Dombey and Son

Page 25

I have fallen behind the time, and am too old to catch it again. Even the noise it makes a long way ahead, confuses me.'

Walter was going to speak, but his Uncle held up his hand.

'Therefore, Wally - therefore it is that I am anxious you should be early in the busy world, and on the world's track. I am only the ghost of this business - its substance vanished long ago; and when I die, its ghost will be laid. As it is clearly no inheritance for you then, I have thought it best to use for your advantage, almost the only fragment of the old connexion that stands by me, through long habit. Some people suppose me to be wealthy. I wish for your sake they were right. But whatever I leave behind me, or whatever I can give you, you in such a House as Dombey's are in the road to use well and make the most of. Be diligent, try to like it, my dear boy, work for a steady independence, and be happy!'

'I'll do everything I can, Uncle, to deserve your affection. Indeed I will,' said the boy, earnestly

'I know it,' said Solomon. 'I am sure of it,' and he applied himself to a second glass of the old Madeira, with increased relish. 'As to the Sea,' he pursued, 'that's well enough in fiction, Wally, but it won't do in fact: it won't do at all. It's natural enough that you should think about it, associating it with all these familiar things; but it won't do, it won't do.'

Solomon Gills rubbed his hands with an air of stealthy enjoyment, as he talked of the sea, though; and looked on the seafaring objects about him with inexpressible complacency.

'Think of this wine for instance,' said old Sol, 'which has been to the East Indies and back, I'm not able to say how often, and has been once round the world. Think of the pitch-dark nights, the roaring winds, and rolling seas:'

'The thunder, lightning, rain, hail, storm of all kinds,' said the boy.

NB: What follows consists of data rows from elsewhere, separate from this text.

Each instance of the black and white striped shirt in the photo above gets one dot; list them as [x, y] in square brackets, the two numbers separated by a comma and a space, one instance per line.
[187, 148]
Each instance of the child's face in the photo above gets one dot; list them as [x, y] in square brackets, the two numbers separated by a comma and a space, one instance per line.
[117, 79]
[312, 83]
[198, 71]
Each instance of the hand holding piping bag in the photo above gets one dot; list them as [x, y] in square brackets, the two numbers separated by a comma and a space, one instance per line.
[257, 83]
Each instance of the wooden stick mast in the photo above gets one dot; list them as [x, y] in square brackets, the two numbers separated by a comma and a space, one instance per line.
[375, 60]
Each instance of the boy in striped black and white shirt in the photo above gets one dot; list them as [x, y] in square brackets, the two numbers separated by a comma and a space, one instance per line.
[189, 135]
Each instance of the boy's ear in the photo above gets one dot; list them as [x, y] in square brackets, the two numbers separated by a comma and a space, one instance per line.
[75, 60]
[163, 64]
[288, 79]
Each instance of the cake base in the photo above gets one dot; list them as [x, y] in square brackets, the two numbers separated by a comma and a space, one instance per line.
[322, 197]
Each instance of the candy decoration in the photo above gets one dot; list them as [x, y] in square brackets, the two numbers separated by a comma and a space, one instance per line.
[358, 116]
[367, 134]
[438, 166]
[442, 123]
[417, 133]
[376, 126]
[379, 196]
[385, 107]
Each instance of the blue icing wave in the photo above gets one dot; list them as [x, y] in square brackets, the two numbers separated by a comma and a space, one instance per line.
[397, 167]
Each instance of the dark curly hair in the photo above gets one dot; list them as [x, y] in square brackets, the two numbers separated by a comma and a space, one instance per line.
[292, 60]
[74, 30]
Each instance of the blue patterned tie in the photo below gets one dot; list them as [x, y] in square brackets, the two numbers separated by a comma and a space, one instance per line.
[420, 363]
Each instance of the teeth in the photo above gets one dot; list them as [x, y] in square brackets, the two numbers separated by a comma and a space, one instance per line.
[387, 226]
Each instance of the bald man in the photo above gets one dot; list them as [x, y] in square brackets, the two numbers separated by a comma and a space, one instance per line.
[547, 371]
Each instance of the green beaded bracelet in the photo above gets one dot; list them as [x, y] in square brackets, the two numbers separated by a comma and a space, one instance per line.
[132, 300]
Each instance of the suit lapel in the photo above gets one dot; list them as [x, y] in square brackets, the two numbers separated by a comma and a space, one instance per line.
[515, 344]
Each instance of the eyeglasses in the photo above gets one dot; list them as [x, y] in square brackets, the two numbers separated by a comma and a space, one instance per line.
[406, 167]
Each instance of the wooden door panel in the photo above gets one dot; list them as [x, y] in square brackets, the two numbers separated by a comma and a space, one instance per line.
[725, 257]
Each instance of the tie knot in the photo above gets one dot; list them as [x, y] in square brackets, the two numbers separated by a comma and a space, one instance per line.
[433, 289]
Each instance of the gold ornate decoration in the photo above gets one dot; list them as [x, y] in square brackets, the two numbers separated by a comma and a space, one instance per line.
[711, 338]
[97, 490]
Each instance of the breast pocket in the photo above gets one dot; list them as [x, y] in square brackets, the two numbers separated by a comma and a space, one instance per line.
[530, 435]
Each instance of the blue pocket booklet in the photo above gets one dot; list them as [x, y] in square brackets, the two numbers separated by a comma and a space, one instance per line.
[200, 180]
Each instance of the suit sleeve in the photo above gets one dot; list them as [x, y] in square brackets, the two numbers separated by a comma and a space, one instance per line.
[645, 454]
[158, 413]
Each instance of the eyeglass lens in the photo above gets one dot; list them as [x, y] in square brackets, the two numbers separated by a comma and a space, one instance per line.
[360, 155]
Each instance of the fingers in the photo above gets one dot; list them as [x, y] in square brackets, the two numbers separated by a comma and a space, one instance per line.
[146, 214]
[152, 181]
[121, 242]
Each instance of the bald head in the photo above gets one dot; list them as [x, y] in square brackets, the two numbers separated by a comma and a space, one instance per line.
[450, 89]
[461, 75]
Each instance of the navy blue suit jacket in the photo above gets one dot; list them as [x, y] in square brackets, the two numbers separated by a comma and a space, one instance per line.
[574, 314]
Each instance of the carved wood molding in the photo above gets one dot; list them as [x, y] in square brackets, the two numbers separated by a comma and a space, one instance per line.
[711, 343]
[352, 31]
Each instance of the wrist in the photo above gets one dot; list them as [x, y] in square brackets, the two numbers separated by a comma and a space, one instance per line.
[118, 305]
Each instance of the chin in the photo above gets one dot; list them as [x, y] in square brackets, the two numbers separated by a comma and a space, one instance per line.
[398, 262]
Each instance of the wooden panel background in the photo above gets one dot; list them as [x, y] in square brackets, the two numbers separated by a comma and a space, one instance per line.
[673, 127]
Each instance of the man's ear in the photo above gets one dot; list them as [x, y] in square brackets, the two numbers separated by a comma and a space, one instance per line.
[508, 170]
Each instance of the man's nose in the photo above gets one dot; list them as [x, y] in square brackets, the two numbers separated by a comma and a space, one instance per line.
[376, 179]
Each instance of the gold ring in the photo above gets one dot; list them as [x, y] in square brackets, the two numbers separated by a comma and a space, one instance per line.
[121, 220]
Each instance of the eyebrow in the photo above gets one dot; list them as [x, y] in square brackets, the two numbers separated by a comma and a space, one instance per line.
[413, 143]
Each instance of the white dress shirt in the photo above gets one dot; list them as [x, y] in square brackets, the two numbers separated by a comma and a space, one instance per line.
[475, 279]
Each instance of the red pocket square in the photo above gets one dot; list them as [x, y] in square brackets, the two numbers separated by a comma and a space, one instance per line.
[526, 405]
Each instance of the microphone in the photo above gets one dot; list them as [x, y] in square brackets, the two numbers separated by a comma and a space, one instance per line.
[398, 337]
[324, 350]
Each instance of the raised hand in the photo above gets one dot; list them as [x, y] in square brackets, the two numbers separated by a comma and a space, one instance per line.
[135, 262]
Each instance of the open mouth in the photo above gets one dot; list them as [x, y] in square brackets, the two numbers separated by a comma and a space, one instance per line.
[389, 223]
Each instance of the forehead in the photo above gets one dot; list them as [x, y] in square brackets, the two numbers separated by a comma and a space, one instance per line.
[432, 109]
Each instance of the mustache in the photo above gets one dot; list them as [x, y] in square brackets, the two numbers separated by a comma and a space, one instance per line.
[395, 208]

'To be sure,' said Solomon, - 'that this wine has passed through. Think what a straining and creaking of timbers and masts: what a whistling and howling of the gale through ropes and rigging:'

'What a clambering aloft of men, vying with each other who shall lie out first upon the yards to furl the icy sails, while the ship rolls and pitches, like mad!' cried his nephew.

'Exactly so,' said Solomon: 'has gone on, over the old cask that held this wine. Why, when the Charming Sally went down in the - '

'In the Baltic Sea, in the dead of night; five-and-twenty minutes past twelve when the captain's watch stopped in his pocket; he lying dead against the main-mast - on the fourteenth of February, seventeen forty-nine!' cried Walter, with great animation.

'Ay, to be sure!' cried old Sol, 'quite right! Then, there were five hundred casks of such wine aboard; and all hands (except the first mate, first lieutenant, two seamen, and a lady, in a leaky boat) going to work to stave the casks, got drunk and died drunk, singing "Rule Britannia", when she settled and went down, and ending with one awful scream in chorus.'

'But when the George the Second drove ashore, Uncle, on the coast of Cornwall, in a dismal gale, two hours before daybreak, on the fourth of March, 'seventy-one, she had near two hundred horses aboard; and the horses breaking loose down below, early in the gale, and tearing to and fro, and trampling each other to death, made such noises, and set up such human cries, that the crew believing the ship to be full of devils, some of the best men, losing heart and head, went overboard in despair, and only two were left alive, at last, to tell the tale.'

'And when,' said old Sol, 'when the Polyphemus - '

'Private West India Trader, burden three hundred and fifty tons, Captain, John Brown of Deptford. Owners, Wiggs and Co.,' cried Walter.

'The same,' said Sol; 'when she took fire, four days' sail with a fair wind out of Jamaica Harbour, in the night - '

'There were two brothers on board,' interposed his nephew, speaking very fast and loud, 'and there not being room for both of them in the only boat that wasn't swamped, neither of them would consent to go, until the elder took the younger by the waist, and flung him in.